# Looking for English Setter Breeder



## TribeCrazy (Nov 18, 2011)

I was wondering if anyone knows of anyone selling/breeding english setters. I am new to upland game hunting and after a few trips out I have realized I need a good dog. I have gotten my father-in-law hooked back on hunting again as well and he hunted with setters for years and is partial to them. Thanks for your help.


----------



## Waterline (Jan 20, 2007)

I know of a couple of breeders, one in Ohio and one in Kentucky but don't know much about them. There are other breeders in Michigan/Wis/Minn of good grouse dogs. Just keep checking different hunting and outdoor forums and you'll eventually find the right breeder for the kind of setter you want. Ask lots of questions and do alot of research on the different styles of breeding of the English Setter. There are definitely some that are bred to be big running, field trial machines and would not be compatible with a foot hunter. Others are bred more for walking trials (National Shoot to Retrieve Assoc.)and heavy cover grouse and woodcock habitat (cover dogs). The dogs pedigree will help show the line of dogs the breeder has used to get the perfect blend of hunting desire and disposition for a family friendly hunting dog. I'm sure there are some great local sportsmen that have and hunt with there own Setters but unfortunately I don't know anyone to recommend.

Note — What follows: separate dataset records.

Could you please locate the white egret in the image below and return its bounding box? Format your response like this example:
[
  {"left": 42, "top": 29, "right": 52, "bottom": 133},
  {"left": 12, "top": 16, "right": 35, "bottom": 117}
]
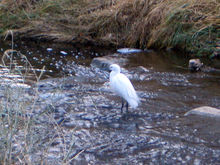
[{"left": 109, "top": 64, "right": 139, "bottom": 113}]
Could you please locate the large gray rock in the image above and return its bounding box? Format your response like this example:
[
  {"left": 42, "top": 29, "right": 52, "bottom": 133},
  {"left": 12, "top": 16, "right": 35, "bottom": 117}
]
[{"left": 185, "top": 106, "right": 220, "bottom": 119}]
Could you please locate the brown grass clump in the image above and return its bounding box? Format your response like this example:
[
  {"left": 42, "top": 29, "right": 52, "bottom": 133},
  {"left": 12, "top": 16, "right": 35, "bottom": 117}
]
[{"left": 0, "top": 0, "right": 220, "bottom": 55}]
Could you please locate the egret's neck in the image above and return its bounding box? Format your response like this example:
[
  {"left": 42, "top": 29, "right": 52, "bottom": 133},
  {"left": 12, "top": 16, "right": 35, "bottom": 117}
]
[{"left": 110, "top": 70, "right": 120, "bottom": 78}]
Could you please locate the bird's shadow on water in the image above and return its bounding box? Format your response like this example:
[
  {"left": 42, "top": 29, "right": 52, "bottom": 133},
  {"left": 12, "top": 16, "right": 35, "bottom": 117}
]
[{"left": 99, "top": 112, "right": 143, "bottom": 131}]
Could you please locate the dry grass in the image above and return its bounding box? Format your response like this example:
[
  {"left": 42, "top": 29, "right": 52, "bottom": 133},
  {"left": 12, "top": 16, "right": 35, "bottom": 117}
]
[
  {"left": 0, "top": 0, "right": 220, "bottom": 55},
  {"left": 0, "top": 32, "right": 79, "bottom": 165}
]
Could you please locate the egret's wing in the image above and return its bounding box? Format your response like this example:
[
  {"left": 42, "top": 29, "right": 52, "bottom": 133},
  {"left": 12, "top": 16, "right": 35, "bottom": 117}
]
[{"left": 111, "top": 74, "right": 137, "bottom": 100}]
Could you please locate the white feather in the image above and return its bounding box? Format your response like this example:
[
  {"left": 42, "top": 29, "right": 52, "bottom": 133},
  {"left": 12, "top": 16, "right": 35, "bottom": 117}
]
[{"left": 110, "top": 64, "right": 139, "bottom": 108}]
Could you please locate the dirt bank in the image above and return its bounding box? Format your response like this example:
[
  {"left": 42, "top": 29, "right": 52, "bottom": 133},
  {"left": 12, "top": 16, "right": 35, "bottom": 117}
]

There is nothing prettier than seeing a setter pointing a bird, IMHO. Good luck 

http://www.bobsstraightcreekllewellins.com/index.html

www.gundogbreeders.com/breeders-ohio/buckeye-kennels.html


----------



## big red (Feb 4, 2010)

there's a fellow done by amanda between circleville and lancaster that raises and trains english springer spaniels.he also trains other bird dogs.he trained a brit for me and done a fantastic job.www.guadairakennels.com


----------



## longhaulpointer (Mar 12, 2009)

http://quailtrapkennels.com/ this guys seems to have some pretty good setters. Don't know him personally, just have seen his posting on another site. Think he has pups on the ground. Seems a little pricy but good pedigree.


----------



## TribeCrazy (Nov 18, 2011)

Thanks for all the great help!


----------